Skierowałam się szybko w stronę dużego balkonu, który był wbudowany w klub i znajdował się na pierwszym piętrze. Był bardzo elegancki i nowoczesny, zresztą jak cała reszta pomieszczenia. Sięgnęłam do mojej torebki  i wyciągnęłam z niej paczkę papierosów, po czym wzięłam jednego i odpaliłam, rozkoszując się po chwili dymem, który wędrował do moich płuc. Byłam niesamowicie zdenerwowana, więc palenie niezmiernie pomagało mi w takich momentach. Sama nie wiedziałam czemu to robię. Dawało mi to swego rodzaju ulgę i zadowolenie. Palenie nie jest czymś strasznym. Zazwyczaj ludzie zastanawiają się jak do cholery można palić? Przecież to psuje zdrowie i inne tego typu pogadanki. To rzeczywiście prawda, ale nie jest to znowu tak straszne jak ćpanie czy nawet picie alkoholu, oczywiście w większych ilościach.

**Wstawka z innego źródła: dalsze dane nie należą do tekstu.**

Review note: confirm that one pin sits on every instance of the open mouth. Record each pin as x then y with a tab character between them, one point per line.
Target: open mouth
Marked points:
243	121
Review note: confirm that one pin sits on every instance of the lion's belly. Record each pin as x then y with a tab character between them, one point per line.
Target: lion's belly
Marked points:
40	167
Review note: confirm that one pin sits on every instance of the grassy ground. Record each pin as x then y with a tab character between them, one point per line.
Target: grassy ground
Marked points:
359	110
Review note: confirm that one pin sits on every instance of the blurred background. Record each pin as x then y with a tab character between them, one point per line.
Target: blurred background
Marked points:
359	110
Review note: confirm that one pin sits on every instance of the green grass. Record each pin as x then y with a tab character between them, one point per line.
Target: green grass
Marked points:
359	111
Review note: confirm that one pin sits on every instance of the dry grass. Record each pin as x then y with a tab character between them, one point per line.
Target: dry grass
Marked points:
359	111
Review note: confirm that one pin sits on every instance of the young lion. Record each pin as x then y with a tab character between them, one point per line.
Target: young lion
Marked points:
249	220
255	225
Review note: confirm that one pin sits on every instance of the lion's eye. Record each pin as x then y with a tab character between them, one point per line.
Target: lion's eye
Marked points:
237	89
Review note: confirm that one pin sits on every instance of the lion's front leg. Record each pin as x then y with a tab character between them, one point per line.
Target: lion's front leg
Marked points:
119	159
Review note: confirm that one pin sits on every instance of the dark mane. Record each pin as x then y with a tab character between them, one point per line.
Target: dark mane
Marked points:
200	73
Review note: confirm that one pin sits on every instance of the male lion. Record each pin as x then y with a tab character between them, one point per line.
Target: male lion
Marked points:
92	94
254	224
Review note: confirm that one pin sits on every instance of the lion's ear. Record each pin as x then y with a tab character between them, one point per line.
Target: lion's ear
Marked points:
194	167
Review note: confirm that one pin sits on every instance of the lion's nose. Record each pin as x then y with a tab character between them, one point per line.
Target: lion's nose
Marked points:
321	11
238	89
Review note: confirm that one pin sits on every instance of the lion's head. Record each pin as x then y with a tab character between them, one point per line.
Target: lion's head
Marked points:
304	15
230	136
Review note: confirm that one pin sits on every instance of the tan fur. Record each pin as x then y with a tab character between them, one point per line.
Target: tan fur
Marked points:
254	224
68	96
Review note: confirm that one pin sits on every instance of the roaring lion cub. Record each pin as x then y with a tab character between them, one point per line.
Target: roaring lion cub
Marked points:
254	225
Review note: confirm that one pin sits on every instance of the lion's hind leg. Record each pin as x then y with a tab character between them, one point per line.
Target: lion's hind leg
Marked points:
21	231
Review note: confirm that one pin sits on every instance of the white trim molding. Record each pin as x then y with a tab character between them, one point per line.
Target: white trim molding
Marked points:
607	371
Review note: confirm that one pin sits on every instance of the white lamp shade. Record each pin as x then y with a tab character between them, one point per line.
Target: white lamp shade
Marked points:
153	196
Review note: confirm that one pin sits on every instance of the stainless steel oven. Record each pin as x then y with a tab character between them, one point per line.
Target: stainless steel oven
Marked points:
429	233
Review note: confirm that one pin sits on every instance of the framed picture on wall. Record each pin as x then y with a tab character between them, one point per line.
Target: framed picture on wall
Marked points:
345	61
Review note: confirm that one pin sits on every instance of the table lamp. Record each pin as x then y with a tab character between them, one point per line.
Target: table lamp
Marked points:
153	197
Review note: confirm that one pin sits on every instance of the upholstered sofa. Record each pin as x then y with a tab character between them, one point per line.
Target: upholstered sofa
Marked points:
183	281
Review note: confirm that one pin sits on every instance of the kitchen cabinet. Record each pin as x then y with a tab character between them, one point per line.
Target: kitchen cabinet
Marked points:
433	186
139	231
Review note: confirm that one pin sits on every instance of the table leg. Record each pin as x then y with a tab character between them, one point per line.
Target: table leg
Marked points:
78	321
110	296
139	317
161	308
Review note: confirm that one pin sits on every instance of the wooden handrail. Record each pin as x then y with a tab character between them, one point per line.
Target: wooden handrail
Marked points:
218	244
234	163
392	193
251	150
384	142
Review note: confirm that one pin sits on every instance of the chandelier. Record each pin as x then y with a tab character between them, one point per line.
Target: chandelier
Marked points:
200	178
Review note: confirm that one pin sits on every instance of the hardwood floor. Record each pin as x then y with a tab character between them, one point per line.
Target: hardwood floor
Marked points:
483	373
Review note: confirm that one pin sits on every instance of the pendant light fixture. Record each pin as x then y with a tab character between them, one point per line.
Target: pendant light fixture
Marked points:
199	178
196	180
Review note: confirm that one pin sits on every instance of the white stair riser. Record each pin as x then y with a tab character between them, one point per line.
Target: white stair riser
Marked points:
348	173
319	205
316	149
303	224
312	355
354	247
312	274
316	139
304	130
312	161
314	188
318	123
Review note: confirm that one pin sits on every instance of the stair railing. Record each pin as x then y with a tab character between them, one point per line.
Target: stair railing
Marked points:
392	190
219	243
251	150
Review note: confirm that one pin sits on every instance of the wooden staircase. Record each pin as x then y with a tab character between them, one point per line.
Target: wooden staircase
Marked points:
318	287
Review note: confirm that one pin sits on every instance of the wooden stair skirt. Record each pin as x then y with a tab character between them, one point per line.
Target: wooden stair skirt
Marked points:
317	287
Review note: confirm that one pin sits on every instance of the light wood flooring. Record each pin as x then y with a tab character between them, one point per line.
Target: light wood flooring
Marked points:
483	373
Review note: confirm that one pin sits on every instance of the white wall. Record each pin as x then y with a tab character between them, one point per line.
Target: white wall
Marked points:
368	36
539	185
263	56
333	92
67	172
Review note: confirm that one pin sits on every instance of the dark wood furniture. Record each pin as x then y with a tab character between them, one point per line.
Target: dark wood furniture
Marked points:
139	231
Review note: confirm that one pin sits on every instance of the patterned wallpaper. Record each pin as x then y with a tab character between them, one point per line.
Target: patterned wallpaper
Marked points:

- Nie wiedziałem, że palisz – usłyszałam znienacka męski głos i choć słyszałam go tylko raz w życiu, to bezwątpienia wiedziałam do kogo należał. Uśmiechnęłam się w duchu, bowiem zdałam sobie sprawę, że ten wieczór może nie będzie do końca taki zły. Nie musiałam się nawet odwracać, bo po chwili obok mnie znalazł się Steven.
Wyglądał nawet bardziej oszałamiająco niż na basenie, co nie wiedziałam, że jest możliwe. Miał na sobie stonowaną fioletową koszulę, do tego czarny krawat oraz rurki i buty tego samego koloru. Wyglądał bardzo męsko i elegancko. No w sumie nie dziwię się, bo dziwne, żeby do tego typu klubu przyszedł w dresach i trampkach.
- A co? Przeszkadza Ci to? – zapytałam zaciągając się po raz kolejny.
- Nic związane z Tobą mi nie przeszkadza – spojrzał na mnie ukazując rząd białych zębów. Dziwne, że w ogóle jeszcze oddychałam.  
- Cieszę się, że jesteś – odparłam bez zastanowienia. Może to za wcześnie, ale niech wie, że swoim pobytem naprawdę wyjątkowo umila mi ten wieczór, bo gdyby nie on, zapewne musiałabym wrócić do tego lokowatego półgłówka, co zupełnie nie szło mi na rękę.
- Ja też się cieszę, bo inaczej nie spotkałbym Ciebie – odwrócił się do mnie przodem. Spojrzałam w dół i zagryzłam wargę, a po chwili moje oczy ponownie były skierowane na jego twarz. – Przyszłaś sama? – odezwał się ponownie
- Nie, jestem z Kathrin. Spotkałyśmy też mojego przyjaciela i siedzimy teraz w loży z jego znajomymi. Chcesz dołączyć? – zapytałam mając nadzieję, że jego odpowiedź będzie pozytywna.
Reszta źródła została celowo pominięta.